The lack of foresight by the Government and the regulator is astonishing. A $16.5 billion spend could directly purchase these types of systems and/or encourage investment in them, which would avoid the need to spend huge amounts of capital on the distribution network, plus have significant emission reduction benefits and create jobs.
Current international best practice uses high-efficiency gas-fired generation systems that exploit the waste heat from the generation process to both heat and cool water. This so-called "trigeneration" technology is most effective when located close to the consumer for both heating and cooling.
Coal-fired power stations are only 20-25 per cent efficient with 75-80 per cent of the heat energy produced in burning coal being lost in the generation process. Trigeneration systems capture and use the lost heat for water heating and cooling, exploiting up to 90 per cent of all primary energy from burning the gas. In the UK, trigeneration has played a major role in reducing the carbon footprint of the town of Woking by 77 per cent of 1990 levels by 2004.
But NSW is heading in the opposite direction, strengthening the lengthy pathways from remote coal-fired power stations to homes and small businesses, rather than bringing power generation and consumers closer together.
One of the major reasons cited for the huge spending program is the perceived need to meet increasing power demands during a few hours of peak consumption. Energy Australia, for example, proposed spending $2.78 billion on strengthening its network to cope with an estimated peak load growth of 860 MW by 2014. This money could be better spent — and in many ways saved — by managing that demand and improving efficiency.
Strategic load control can lop off these peak demands. Around the world, progressive authorities are already building the intelligent grids that interact with residential and business consumer appliances to turn them off or cycle their use through times of peak demand. The people of NSW are being asked to pay billions of dollars to build a system that will only be needed for a few hours a year. The strategy they are being obliged to invest in is inefficient and unfair when there are cheaper alternatives that are much more greenhouse-friendly.

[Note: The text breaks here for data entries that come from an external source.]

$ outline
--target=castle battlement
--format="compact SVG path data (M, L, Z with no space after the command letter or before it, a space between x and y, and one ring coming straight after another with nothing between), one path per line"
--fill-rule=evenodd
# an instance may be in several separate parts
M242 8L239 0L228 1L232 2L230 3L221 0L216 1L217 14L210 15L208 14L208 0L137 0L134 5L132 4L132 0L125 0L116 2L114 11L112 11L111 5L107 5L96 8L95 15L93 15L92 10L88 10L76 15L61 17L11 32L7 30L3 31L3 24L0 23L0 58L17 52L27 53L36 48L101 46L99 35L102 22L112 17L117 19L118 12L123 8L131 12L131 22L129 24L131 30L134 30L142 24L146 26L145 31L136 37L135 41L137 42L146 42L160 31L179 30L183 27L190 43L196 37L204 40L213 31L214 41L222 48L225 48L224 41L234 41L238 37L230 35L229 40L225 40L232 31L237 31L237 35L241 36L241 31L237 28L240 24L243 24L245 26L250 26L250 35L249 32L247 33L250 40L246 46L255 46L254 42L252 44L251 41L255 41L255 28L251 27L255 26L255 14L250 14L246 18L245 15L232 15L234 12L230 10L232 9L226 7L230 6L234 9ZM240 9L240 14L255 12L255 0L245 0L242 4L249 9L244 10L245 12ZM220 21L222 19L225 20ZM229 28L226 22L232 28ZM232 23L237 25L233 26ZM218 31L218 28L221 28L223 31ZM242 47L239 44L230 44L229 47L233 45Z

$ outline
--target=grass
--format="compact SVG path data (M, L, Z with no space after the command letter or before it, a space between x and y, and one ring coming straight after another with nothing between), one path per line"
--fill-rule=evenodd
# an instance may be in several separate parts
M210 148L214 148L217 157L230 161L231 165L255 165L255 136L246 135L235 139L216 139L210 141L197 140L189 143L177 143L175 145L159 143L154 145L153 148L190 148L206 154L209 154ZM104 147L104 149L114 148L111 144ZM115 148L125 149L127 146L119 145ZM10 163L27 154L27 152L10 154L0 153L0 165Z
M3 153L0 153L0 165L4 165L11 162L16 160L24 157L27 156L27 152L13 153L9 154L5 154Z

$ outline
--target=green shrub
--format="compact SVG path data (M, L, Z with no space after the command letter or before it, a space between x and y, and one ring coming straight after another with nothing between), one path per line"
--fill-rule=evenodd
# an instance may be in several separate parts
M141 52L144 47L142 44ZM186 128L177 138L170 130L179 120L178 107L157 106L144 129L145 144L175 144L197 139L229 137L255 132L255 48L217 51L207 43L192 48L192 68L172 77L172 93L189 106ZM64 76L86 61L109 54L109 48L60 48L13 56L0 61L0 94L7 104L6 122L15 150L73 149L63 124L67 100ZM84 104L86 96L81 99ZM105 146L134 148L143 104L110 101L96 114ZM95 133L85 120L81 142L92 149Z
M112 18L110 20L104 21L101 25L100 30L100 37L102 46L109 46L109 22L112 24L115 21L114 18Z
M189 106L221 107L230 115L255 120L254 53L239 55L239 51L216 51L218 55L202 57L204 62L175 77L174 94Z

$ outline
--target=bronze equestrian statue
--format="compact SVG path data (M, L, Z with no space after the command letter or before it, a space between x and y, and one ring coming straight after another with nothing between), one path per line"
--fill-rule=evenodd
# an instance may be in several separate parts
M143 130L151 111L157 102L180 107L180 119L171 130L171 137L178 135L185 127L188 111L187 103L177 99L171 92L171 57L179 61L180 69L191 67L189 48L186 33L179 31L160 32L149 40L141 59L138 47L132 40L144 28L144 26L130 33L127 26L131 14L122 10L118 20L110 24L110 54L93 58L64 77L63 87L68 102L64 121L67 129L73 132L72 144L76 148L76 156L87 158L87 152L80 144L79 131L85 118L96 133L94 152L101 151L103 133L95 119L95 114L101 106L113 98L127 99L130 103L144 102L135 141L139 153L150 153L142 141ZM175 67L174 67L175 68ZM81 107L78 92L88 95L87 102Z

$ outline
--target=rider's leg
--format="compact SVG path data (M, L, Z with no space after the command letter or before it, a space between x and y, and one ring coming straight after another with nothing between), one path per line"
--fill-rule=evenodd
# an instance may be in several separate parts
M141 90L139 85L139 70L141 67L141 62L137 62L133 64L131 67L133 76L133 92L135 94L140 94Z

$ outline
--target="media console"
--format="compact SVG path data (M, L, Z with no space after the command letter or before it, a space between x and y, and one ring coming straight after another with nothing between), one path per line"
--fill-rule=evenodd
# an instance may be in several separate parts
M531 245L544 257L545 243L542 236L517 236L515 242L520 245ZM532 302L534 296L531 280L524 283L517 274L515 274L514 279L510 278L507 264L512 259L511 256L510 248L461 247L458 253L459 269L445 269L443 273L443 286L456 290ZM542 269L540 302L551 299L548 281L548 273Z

Sydney has suffered three major supply interruptions in less than a month. While this might be a statistical anomaly, it does highlight the vulnerability of traditional distribution systems. Embedded generation and smart grids offer better opportunities to reduce the severity, extent and duration of blackouts. They are a much better option for achieving network reliability and serve consumer energy demands without driving up bills and greenhouse gas emissions.
The regulator flagged a distribution price increase for NSW consumers of around $75 in the next financial year. They also indicated that the cost recovery for the distributors’ capital expenditure program has been limited in the first year due to the impacts of the global financial crisis. As network charges account for about 50 per cent of the total retail price, the network component alone could result in an 85 per cent increase or greater in household electricity bills over the next five years.
In NSW the economic and political power of coal is about to trump the best interests of the community again. The only hope was for the regulator to inject reason and some up-to-date ideas into the debate. This hasn’t happened.
Now, although the AER has given the plans regulatory approval, the Rees Government must think again. While the rest of Australia is wondering how we can reduce greenhouse gas emissions, the NSW Government and its electricity distribution companies seem happy to lock households into an expensive and highly polluting future.